Zalewski et al reported criteria for the diagnosis of spontaneous spinal cord infarction. The authors are from the Mayo Clinic.


The patient develops an acute nontraumatic myelopathy with:

(1) rapid progression over 12 hours or less (time between onset and nadir). There may be a stuttering course beforehand, but any sudden deterioration should be rapid.

(2) show severe acute motor and/or sensory deficits. There is usually the loss of antigravity strength. Sensory loss may be disabling.

 

Criteria:

(1) presence of acute nontraumatic myelopathy without preceding progressive myelopathy

(2) no spinal cord compression on MRI

(3) intramedullary T2 hypertense spinal cord lesion on MRI (supportive)

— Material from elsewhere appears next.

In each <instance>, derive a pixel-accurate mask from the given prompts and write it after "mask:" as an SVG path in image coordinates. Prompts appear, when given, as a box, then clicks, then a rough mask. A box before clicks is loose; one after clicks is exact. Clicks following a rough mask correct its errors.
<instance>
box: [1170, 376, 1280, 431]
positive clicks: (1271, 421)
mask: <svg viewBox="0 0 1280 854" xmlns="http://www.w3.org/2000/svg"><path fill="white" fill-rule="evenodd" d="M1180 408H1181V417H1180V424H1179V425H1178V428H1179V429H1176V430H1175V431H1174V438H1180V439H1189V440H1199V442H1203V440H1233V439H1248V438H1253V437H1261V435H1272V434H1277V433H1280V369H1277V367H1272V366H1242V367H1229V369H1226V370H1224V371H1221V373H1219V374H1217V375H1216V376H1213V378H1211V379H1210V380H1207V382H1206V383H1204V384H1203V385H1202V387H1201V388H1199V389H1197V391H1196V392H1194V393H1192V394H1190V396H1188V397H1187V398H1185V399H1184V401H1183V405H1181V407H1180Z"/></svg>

(4) vertebral body infarction and/or arterial dissection/occlusion adjacent to lesion in diffusion weighted imaging

(5) CSF noninflammatory (normal cell count; normal IgG index; no oligoclonal bands)

(6) no more likely alternative diagnosis

 

Diagnosis

Pattern of Criteria

definite spontaneous

1, 2, 3, 4. 6

probable spontaneous

1, 2, 3, 5, 6

possible spontaneous

1 and 6

definite periprocedural

1, 2, 3, 6

probable periprocedural

1 and 6

 

For the diagnosis to be periprocedural there would presumably have to be a procedure at the time, which could be a seventh item.